The Birdsall Prize is awarded biennially by the American Historical Association (AHA) to honor the most important work published in English on European military or strategic history since 1870. The prize will be awarded during a ceremony at the Association’s 129th Annual Meeting in New York, NY, January 2-5, 2015.
Dr. Hamblin is also the Director of the new Environmental Arts and Humanities Initiative at Oregon State. You can learn more about Dr. Hamblin here.
Hamblin’s book was selected by a prize review committee of AHA members including Jonathan Reed Winkler, Chair (Wright State Univ.), Nicoletta F. Gullace (Univ. of New Hampshire, Durham), and David Holloway (Stanford Univ.).
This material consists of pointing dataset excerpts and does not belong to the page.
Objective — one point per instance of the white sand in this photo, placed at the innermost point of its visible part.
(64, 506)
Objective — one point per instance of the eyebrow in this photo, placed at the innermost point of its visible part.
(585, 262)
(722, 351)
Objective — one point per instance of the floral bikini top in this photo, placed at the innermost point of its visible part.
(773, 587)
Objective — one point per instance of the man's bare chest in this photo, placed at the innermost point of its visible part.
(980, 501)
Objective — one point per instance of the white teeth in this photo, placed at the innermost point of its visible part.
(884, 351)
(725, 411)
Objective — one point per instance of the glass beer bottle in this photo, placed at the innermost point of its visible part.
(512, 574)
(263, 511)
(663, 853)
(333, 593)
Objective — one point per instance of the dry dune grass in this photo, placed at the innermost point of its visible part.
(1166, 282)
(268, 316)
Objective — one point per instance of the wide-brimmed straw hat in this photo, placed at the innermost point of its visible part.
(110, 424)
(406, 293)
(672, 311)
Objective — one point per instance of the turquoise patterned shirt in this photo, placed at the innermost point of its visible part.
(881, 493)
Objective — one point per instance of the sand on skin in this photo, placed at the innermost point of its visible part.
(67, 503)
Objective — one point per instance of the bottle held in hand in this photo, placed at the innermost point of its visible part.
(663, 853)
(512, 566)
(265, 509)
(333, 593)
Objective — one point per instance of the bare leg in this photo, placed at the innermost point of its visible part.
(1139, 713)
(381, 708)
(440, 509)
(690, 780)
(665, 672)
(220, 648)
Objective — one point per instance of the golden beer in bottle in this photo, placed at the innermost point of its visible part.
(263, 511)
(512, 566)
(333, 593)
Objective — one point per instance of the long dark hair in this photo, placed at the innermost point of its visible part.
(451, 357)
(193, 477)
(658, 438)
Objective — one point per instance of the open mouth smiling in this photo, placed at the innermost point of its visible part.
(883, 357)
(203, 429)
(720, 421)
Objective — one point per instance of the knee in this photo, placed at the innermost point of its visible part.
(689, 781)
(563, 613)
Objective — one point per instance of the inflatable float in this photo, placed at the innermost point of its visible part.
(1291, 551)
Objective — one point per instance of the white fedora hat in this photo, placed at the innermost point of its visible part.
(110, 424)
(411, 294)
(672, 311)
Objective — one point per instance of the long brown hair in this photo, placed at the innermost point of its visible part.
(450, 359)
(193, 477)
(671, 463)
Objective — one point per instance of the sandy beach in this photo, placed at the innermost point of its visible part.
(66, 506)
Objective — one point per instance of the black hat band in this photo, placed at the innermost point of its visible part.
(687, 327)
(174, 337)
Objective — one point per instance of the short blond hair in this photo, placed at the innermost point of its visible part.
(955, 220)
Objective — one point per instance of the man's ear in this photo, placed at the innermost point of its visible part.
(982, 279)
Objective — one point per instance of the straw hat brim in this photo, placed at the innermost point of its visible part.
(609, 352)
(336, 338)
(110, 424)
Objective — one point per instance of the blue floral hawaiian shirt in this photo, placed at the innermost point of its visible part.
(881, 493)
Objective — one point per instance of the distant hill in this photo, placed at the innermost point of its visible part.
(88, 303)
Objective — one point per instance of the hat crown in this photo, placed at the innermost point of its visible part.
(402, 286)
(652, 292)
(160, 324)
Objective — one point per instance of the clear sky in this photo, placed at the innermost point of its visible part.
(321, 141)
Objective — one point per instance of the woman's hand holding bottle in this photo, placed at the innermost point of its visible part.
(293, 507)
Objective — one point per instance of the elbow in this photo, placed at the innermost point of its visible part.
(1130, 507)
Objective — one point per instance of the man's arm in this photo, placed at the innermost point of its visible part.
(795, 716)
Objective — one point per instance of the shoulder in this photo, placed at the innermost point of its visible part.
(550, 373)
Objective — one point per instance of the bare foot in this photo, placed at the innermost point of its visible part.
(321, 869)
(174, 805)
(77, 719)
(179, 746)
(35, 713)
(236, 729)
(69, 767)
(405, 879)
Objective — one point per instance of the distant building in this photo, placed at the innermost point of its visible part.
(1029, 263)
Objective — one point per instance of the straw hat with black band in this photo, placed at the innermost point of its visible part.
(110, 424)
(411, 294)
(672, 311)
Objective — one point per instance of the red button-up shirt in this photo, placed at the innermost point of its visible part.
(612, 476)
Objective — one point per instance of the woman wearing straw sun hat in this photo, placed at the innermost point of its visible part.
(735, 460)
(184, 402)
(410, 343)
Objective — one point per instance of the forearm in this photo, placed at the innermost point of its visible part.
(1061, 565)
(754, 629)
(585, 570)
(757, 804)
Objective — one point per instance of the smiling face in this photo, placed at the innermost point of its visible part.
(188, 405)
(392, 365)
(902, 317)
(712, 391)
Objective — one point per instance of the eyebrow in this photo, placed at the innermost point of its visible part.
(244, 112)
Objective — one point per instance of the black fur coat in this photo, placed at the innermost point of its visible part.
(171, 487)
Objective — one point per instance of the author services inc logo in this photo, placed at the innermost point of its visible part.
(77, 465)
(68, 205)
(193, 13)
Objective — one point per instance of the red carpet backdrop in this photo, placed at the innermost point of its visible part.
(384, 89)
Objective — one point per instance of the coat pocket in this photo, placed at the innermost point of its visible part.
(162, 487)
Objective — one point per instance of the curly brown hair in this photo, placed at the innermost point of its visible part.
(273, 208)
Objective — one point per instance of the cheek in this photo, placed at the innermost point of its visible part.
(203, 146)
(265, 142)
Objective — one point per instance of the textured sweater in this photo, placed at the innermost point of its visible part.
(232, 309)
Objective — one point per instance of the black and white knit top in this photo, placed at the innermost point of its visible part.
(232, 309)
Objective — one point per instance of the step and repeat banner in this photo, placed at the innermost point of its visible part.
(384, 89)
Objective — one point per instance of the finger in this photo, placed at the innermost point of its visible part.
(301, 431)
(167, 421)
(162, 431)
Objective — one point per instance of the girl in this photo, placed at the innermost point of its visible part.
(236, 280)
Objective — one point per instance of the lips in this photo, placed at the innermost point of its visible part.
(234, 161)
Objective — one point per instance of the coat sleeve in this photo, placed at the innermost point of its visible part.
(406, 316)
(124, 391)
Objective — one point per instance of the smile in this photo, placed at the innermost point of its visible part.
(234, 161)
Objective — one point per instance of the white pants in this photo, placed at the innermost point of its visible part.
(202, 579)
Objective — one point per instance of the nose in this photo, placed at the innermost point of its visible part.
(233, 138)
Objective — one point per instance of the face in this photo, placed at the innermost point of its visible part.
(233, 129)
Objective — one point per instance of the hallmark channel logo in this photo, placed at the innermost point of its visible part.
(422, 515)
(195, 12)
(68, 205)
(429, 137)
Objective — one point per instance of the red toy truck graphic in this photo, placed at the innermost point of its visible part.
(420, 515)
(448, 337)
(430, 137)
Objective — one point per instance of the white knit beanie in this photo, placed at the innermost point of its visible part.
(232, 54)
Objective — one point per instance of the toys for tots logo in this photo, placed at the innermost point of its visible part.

“Hamblin has crafted an international history of the creation of ‘catastrophic environmentalism,’ the idea that mankind could and should interfere with the environment to achieve strategic ends,” commented Jonathan Reed Winkler, the 2014 Paul Birdsall Prize Committee chair and associate professor of history at Wright State University. “The implications of his discoveries will reach beyond the fields of military and strategic history.”
The Birdsall Prize was established in 1985 by a generous gift from Professor Hans Gatzke, who remained anonymous until his death. Paul Birdsall (d. 1970) was a historian of European diplomatic and military affairs and a foreign service officer.
The American Historical Association is a nonprofit membership organization founded in 1884 and incorporated by Congress in 1889 for the promotion of historical studies. The AHA provides leadership for the discipline, protects academic freedom, develops professional standards, aids in the pursuit and publication of scholarship, and supplies various services to sustain and enhance the work of its members. As the largest organization of historians in the United States, the AHA is comprised of over 13,000 members and serves historians representing every historical period and geographical area.